Deduce parameter pack from default argument

Question

Is it possible for the compiler to deduce a parameter pack from a function's default aargument? Particularly, I have the following code:

template <int ... Is> struct seq {};
template <int ... Is> struct make_seq;
template <int head, int ... tail>
struct make_seq<head, tail...>
{
    using type = typename make_seq<head - 1, head - 1, tail...>::type;
};
template <int ... Is>
struct make_seq<0, Is...>
{
    using type = seq<Is...>;
};
template <int N>
using make_seq_t = typename make_seq<N>::type;

template<int N, int ...Is>
int deduceParamPack(seq<Is...> s = make_seq_t<N>{})
{
    return sizeof...(Is);
}

int main()
{
    return deduceParamPack<5>();
}

And the compiler deduces the parameter pack as empty, and tries to cast the default argument to it.
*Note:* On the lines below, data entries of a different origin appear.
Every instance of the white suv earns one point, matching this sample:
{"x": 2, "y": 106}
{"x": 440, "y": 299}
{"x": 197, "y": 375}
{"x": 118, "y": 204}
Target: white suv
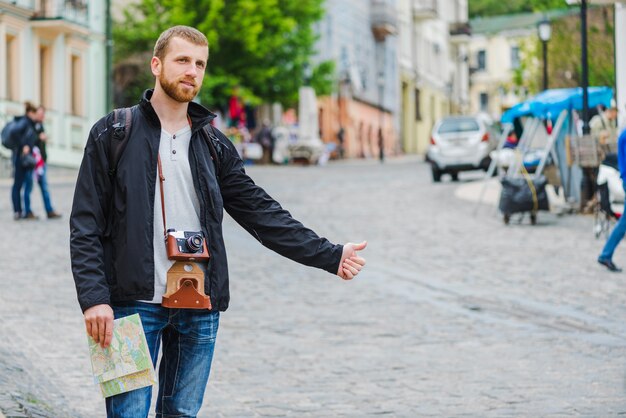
{"x": 461, "y": 143}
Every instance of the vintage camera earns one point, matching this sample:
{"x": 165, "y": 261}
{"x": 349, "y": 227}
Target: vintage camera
{"x": 186, "y": 245}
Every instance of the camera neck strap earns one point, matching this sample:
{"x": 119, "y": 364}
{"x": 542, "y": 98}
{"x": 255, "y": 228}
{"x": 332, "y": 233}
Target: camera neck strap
{"x": 161, "y": 180}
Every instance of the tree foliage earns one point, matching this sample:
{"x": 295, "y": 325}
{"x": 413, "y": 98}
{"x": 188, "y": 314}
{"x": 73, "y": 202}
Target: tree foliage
{"x": 260, "y": 46}
{"x": 564, "y": 50}
{"x": 484, "y": 8}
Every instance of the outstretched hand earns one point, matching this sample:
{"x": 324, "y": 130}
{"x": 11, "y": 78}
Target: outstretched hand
{"x": 351, "y": 264}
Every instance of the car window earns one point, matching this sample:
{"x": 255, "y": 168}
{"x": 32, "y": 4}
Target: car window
{"x": 458, "y": 125}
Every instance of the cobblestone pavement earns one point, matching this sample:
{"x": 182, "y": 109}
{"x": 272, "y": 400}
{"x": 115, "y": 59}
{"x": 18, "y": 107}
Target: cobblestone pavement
{"x": 455, "y": 314}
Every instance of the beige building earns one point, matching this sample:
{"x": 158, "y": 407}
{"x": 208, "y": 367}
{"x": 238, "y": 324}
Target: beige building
{"x": 433, "y": 66}
{"x": 503, "y": 60}
{"x": 53, "y": 53}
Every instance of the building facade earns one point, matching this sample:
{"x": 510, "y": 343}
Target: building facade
{"x": 54, "y": 53}
{"x": 360, "y": 37}
{"x": 434, "y": 35}
{"x": 503, "y": 60}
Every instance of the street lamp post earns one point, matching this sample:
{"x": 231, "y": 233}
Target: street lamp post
{"x": 544, "y": 31}
{"x": 585, "y": 66}
{"x": 381, "y": 97}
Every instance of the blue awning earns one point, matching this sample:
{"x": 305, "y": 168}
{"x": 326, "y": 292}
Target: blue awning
{"x": 550, "y": 103}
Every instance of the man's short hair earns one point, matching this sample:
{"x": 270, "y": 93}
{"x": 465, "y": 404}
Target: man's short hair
{"x": 185, "y": 32}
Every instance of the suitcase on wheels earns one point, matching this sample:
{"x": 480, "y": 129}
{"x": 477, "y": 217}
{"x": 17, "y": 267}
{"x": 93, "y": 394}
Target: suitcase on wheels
{"x": 523, "y": 194}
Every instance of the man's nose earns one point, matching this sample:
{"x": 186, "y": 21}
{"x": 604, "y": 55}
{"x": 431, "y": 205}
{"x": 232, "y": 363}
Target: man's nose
{"x": 192, "y": 71}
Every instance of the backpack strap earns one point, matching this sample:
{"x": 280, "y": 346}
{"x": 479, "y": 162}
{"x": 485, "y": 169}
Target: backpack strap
{"x": 215, "y": 148}
{"x": 122, "y": 121}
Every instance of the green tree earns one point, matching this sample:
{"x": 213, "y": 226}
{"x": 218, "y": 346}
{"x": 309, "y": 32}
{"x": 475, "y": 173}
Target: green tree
{"x": 259, "y": 46}
{"x": 484, "y": 8}
{"x": 564, "y": 53}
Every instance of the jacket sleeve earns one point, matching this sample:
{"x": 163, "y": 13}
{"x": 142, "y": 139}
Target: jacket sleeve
{"x": 265, "y": 219}
{"x": 88, "y": 221}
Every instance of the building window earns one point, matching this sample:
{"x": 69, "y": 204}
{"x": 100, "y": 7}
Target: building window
{"x": 484, "y": 102}
{"x": 12, "y": 60}
{"x": 418, "y": 113}
{"x": 45, "y": 76}
{"x": 76, "y": 83}
{"x": 481, "y": 58}
{"x": 515, "y": 62}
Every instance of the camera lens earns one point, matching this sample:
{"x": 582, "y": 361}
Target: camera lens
{"x": 194, "y": 242}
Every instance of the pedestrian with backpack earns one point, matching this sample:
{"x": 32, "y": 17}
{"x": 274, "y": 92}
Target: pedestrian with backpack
{"x": 153, "y": 185}
{"x": 41, "y": 168}
{"x": 19, "y": 135}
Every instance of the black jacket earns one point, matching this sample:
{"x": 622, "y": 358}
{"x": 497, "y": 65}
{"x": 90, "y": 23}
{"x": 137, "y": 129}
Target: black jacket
{"x": 111, "y": 225}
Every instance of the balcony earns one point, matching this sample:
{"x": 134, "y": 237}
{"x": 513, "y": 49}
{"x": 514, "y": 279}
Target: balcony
{"x": 460, "y": 32}
{"x": 23, "y": 4}
{"x": 384, "y": 20}
{"x": 424, "y": 9}
{"x": 73, "y": 11}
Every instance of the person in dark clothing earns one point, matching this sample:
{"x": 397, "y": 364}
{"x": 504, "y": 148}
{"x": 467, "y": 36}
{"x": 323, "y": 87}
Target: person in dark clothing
{"x": 42, "y": 168}
{"x": 606, "y": 256}
{"x": 118, "y": 221}
{"x": 23, "y": 172}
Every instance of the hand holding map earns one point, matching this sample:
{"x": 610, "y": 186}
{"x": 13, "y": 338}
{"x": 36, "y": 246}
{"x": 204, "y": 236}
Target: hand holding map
{"x": 125, "y": 364}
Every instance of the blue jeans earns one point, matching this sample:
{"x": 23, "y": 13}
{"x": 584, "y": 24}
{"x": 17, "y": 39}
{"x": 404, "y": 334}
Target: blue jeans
{"x": 43, "y": 185}
{"x": 614, "y": 239}
{"x": 188, "y": 337}
{"x": 23, "y": 179}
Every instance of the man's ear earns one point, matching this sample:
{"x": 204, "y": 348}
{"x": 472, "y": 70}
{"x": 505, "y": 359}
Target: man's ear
{"x": 156, "y": 66}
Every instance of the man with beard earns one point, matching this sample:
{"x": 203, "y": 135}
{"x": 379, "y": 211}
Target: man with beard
{"x": 119, "y": 260}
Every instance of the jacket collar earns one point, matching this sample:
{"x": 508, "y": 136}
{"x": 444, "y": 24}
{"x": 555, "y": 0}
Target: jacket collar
{"x": 198, "y": 114}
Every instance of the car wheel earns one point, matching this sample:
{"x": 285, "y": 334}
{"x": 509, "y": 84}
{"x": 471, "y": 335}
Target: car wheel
{"x": 436, "y": 173}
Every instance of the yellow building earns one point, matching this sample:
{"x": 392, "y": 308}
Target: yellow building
{"x": 54, "y": 53}
{"x": 433, "y": 66}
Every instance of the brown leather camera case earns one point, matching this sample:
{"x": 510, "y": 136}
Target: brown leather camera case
{"x": 185, "y": 287}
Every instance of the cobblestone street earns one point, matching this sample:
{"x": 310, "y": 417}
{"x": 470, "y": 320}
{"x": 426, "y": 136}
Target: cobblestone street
{"x": 455, "y": 314}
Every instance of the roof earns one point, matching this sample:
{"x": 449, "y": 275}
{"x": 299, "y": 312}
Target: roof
{"x": 497, "y": 24}
{"x": 550, "y": 103}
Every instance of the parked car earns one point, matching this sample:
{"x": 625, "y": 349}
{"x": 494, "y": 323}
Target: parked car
{"x": 461, "y": 143}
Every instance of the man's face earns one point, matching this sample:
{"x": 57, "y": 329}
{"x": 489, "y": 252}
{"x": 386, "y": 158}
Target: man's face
{"x": 181, "y": 72}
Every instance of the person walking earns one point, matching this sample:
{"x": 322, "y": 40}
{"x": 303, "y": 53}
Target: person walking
{"x": 24, "y": 163}
{"x": 119, "y": 260}
{"x": 41, "y": 168}
{"x": 606, "y": 256}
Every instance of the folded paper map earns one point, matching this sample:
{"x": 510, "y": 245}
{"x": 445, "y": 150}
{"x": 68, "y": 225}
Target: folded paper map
{"x": 126, "y": 364}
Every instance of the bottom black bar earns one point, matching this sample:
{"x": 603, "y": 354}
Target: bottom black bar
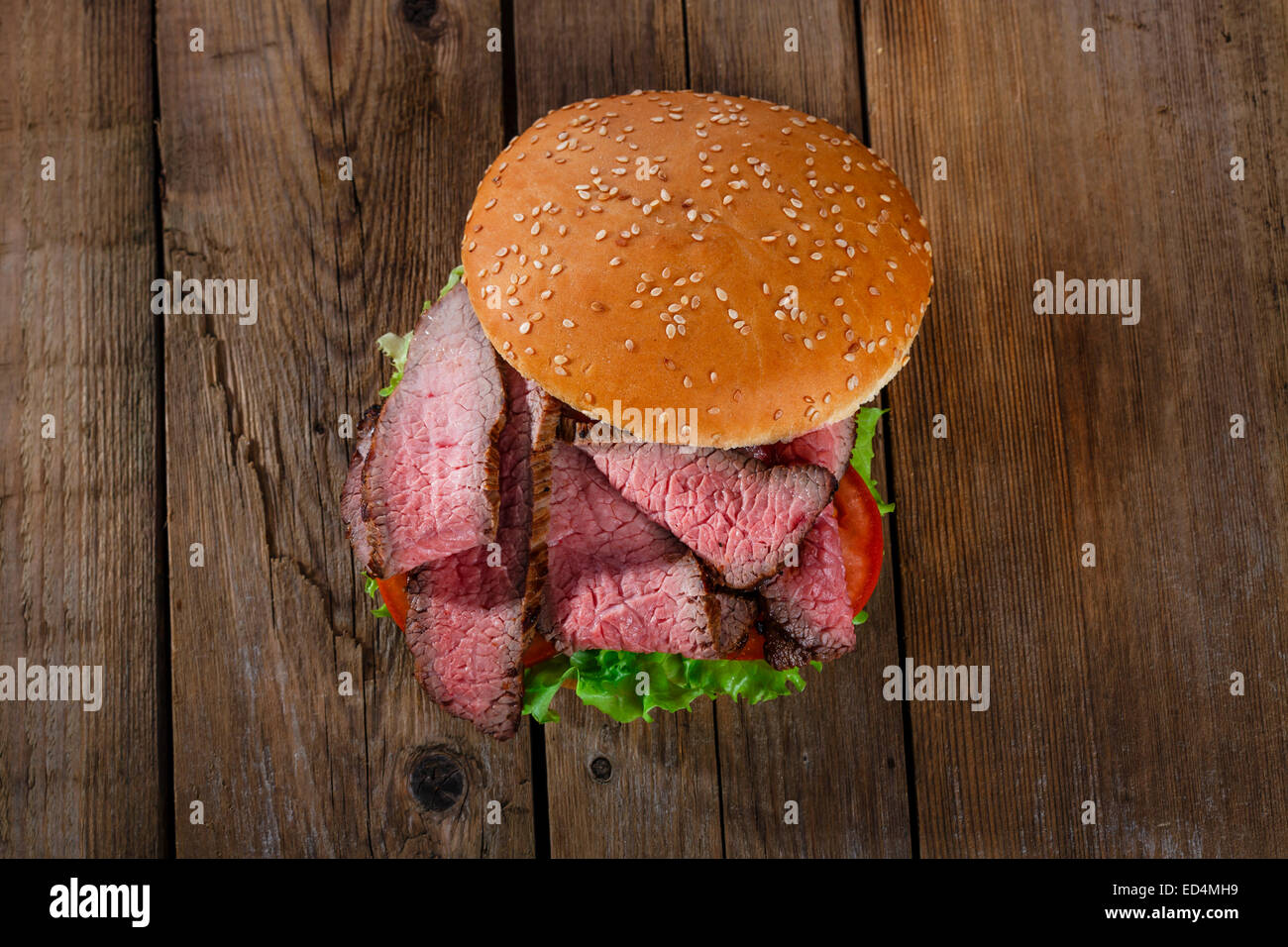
{"x": 629, "y": 898}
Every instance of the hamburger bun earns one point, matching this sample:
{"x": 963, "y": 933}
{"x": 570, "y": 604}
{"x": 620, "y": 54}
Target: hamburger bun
{"x": 755, "y": 268}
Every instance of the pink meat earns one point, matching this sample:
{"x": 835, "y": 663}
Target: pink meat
{"x": 465, "y": 611}
{"x": 616, "y": 579}
{"x": 739, "y": 514}
{"x": 807, "y": 603}
{"x": 429, "y": 486}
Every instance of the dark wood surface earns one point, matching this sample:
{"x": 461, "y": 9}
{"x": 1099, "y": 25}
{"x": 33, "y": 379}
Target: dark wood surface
{"x": 1109, "y": 684}
{"x": 80, "y": 557}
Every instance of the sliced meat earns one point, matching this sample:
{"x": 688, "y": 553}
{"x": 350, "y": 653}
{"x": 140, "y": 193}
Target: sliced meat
{"x": 737, "y": 618}
{"x": 616, "y": 579}
{"x": 351, "y": 496}
{"x": 429, "y": 486}
{"x": 809, "y": 603}
{"x": 738, "y": 513}
{"x": 828, "y": 447}
{"x": 465, "y": 611}
{"x": 544, "y": 414}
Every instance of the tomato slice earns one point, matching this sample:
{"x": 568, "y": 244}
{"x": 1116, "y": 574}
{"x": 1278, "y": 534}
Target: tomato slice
{"x": 862, "y": 548}
{"x": 862, "y": 543}
{"x": 393, "y": 591}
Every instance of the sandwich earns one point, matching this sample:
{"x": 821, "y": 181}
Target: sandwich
{"x": 625, "y": 455}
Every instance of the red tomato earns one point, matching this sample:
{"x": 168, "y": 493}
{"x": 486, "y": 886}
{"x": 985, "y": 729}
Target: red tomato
{"x": 394, "y": 594}
{"x": 862, "y": 543}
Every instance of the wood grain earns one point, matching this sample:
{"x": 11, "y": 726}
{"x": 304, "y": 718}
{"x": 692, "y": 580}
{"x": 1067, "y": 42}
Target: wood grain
{"x": 836, "y": 750}
{"x": 78, "y": 553}
{"x": 635, "y": 789}
{"x": 253, "y": 131}
{"x": 1109, "y": 684}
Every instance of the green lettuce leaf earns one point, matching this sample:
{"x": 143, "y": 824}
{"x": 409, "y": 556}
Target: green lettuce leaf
{"x": 373, "y": 589}
{"x": 395, "y": 346}
{"x": 612, "y": 682}
{"x": 861, "y": 458}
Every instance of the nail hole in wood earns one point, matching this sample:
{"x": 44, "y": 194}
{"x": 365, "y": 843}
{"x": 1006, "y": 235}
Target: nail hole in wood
{"x": 437, "y": 780}
{"x": 600, "y": 770}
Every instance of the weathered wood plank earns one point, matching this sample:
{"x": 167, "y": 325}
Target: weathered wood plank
{"x": 836, "y": 750}
{"x": 636, "y": 789}
{"x": 78, "y": 552}
{"x": 253, "y": 134}
{"x": 1111, "y": 684}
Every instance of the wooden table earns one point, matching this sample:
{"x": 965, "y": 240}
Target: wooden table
{"x": 1109, "y": 684}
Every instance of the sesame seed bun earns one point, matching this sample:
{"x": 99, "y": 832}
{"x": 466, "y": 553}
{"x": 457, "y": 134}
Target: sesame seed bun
{"x": 755, "y": 268}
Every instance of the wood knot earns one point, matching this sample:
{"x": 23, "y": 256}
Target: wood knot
{"x": 420, "y": 16}
{"x": 437, "y": 779}
{"x": 600, "y": 770}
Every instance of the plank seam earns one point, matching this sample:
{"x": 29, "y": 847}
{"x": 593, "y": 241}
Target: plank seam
{"x": 163, "y": 684}
{"x": 888, "y": 462}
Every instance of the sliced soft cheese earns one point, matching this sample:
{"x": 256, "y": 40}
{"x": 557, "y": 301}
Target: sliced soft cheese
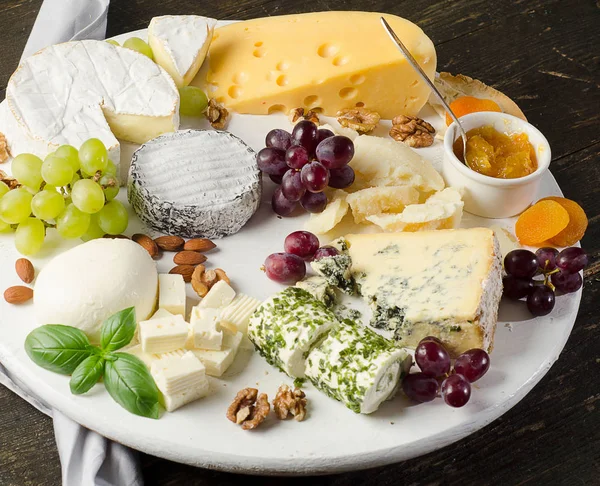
{"x": 238, "y": 312}
{"x": 92, "y": 281}
{"x": 212, "y": 188}
{"x": 171, "y": 293}
{"x": 180, "y": 43}
{"x": 381, "y": 161}
{"x": 217, "y": 362}
{"x": 70, "y": 92}
{"x": 163, "y": 335}
{"x": 204, "y": 329}
{"x": 327, "y": 60}
{"x": 220, "y": 295}
{"x": 445, "y": 283}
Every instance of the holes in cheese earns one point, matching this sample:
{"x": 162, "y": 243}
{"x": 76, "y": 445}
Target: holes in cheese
{"x": 331, "y": 63}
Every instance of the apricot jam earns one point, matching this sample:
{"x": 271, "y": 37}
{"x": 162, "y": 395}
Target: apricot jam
{"x": 497, "y": 154}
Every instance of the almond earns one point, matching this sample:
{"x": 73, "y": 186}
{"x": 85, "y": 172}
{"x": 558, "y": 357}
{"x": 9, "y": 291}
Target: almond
{"x": 18, "y": 294}
{"x": 199, "y": 244}
{"x": 25, "y": 270}
{"x": 170, "y": 243}
{"x": 188, "y": 258}
{"x": 147, "y": 243}
{"x": 185, "y": 271}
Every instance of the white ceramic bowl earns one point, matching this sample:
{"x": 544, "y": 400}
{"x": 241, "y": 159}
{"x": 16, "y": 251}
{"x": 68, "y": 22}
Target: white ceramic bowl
{"x": 488, "y": 196}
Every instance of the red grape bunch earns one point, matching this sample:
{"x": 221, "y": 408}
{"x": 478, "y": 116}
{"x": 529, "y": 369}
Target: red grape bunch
{"x": 433, "y": 359}
{"x": 560, "y": 271}
{"x": 304, "y": 163}
{"x": 300, "y": 247}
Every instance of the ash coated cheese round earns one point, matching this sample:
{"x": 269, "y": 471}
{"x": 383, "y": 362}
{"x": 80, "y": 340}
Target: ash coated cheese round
{"x": 90, "y": 282}
{"x": 195, "y": 183}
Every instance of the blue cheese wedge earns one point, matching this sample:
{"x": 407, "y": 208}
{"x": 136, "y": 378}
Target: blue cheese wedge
{"x": 357, "y": 367}
{"x": 319, "y": 288}
{"x": 285, "y": 327}
{"x": 445, "y": 283}
{"x": 195, "y": 183}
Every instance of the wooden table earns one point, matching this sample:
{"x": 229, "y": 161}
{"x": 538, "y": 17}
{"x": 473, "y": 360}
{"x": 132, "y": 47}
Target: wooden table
{"x": 540, "y": 53}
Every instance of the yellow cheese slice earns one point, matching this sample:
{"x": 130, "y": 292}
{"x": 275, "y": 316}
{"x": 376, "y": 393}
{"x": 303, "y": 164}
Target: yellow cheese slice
{"x": 325, "y": 60}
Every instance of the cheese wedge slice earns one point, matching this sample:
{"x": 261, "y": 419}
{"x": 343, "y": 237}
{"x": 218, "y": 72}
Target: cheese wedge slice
{"x": 325, "y": 60}
{"x": 445, "y": 283}
{"x": 68, "y": 93}
{"x": 180, "y": 43}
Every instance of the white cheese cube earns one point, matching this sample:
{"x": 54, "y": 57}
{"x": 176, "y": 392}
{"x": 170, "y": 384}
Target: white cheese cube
{"x": 163, "y": 335}
{"x": 220, "y": 295}
{"x": 217, "y": 362}
{"x": 171, "y": 293}
{"x": 237, "y": 314}
{"x": 160, "y": 313}
{"x": 180, "y": 377}
{"x": 204, "y": 329}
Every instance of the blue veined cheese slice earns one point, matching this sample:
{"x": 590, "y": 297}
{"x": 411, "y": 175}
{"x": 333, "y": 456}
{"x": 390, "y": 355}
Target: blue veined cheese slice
{"x": 285, "y": 326}
{"x": 357, "y": 367}
{"x": 444, "y": 283}
{"x": 195, "y": 183}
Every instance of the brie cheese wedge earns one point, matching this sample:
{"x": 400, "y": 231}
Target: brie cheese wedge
{"x": 180, "y": 43}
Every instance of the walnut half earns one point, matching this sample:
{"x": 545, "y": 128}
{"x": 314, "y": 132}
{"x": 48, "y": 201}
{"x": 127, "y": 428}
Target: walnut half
{"x": 288, "y": 402}
{"x": 249, "y": 409}
{"x": 360, "y": 119}
{"x": 413, "y": 131}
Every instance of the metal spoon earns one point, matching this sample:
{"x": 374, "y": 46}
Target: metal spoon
{"x": 417, "y": 68}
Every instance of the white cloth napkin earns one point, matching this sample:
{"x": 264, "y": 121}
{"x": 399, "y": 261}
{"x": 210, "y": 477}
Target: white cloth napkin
{"x": 87, "y": 458}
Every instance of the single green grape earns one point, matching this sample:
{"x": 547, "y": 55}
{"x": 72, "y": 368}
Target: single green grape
{"x": 110, "y": 185}
{"x": 15, "y": 206}
{"x": 29, "y": 237}
{"x": 72, "y": 223}
{"x": 113, "y": 218}
{"x": 87, "y": 196}
{"x": 140, "y": 46}
{"x": 193, "y": 101}
{"x": 57, "y": 171}
{"x": 3, "y": 188}
{"x": 27, "y": 169}
{"x": 71, "y": 154}
{"x": 93, "y": 156}
{"x": 94, "y": 231}
{"x": 111, "y": 168}
{"x": 47, "y": 205}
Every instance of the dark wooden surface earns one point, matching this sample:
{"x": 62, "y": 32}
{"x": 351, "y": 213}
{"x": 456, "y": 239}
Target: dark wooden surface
{"x": 542, "y": 53}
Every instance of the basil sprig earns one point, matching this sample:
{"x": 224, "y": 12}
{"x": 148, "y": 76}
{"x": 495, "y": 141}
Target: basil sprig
{"x": 67, "y": 350}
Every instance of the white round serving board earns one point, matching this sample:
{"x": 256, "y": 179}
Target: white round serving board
{"x": 333, "y": 438}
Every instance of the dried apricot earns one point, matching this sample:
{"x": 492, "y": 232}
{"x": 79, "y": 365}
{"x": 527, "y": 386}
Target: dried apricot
{"x": 577, "y": 222}
{"x": 469, "y": 104}
{"x": 542, "y": 221}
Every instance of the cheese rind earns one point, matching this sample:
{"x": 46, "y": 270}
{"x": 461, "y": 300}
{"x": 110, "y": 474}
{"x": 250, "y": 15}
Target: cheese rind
{"x": 259, "y": 66}
{"x": 180, "y": 43}
{"x": 171, "y": 293}
{"x": 444, "y": 283}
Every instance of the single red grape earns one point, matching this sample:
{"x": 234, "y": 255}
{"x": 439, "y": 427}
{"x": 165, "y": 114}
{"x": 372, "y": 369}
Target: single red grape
{"x": 472, "y": 364}
{"x": 301, "y": 243}
{"x": 315, "y": 177}
{"x": 420, "y": 387}
{"x": 456, "y": 390}
{"x": 314, "y": 202}
{"x": 285, "y": 268}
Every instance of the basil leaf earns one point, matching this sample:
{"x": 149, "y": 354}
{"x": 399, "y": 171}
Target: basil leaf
{"x": 118, "y": 330}
{"x": 58, "y": 348}
{"x": 87, "y": 374}
{"x": 130, "y": 384}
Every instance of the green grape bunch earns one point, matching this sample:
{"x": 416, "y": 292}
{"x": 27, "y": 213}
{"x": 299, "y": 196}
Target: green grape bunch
{"x": 71, "y": 191}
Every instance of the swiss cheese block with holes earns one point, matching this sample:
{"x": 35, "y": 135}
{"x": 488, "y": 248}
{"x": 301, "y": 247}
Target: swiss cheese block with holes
{"x": 325, "y": 60}
{"x": 195, "y": 183}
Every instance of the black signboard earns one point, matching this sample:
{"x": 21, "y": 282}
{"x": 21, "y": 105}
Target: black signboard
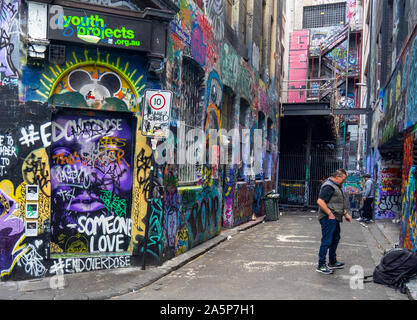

Instead, I would like to achieve a similar behaviour to:

int main()
{
    return deduceParamPack<5>(make_seq_t<5>{});
}

where the deduced parameter pack is 0,1,2,3,4, without explicitly passing in this argument.

Answer 1

Is it possible for the compiler to deduce a parameter pack from a function's default aargument?

No, as far I know.

But... not exactly what you asked... but maybe you can find useful the following solution based in partial specialization of structs

template <std::size_t N, typename = std::make_index_sequence<N*N>>
struct deduceParamPackStruct;

template <std::size_t N, std::size_t ... Is>
struct deduceParamPackStruct<N, std::index_sequence<Is...>>
 {
   static constexpr std::size_t func ()
    { return sizeof...(Is); }
 };

You can use it as follows

static_assert( 25 == deduceParamPackStruct<5>::func() );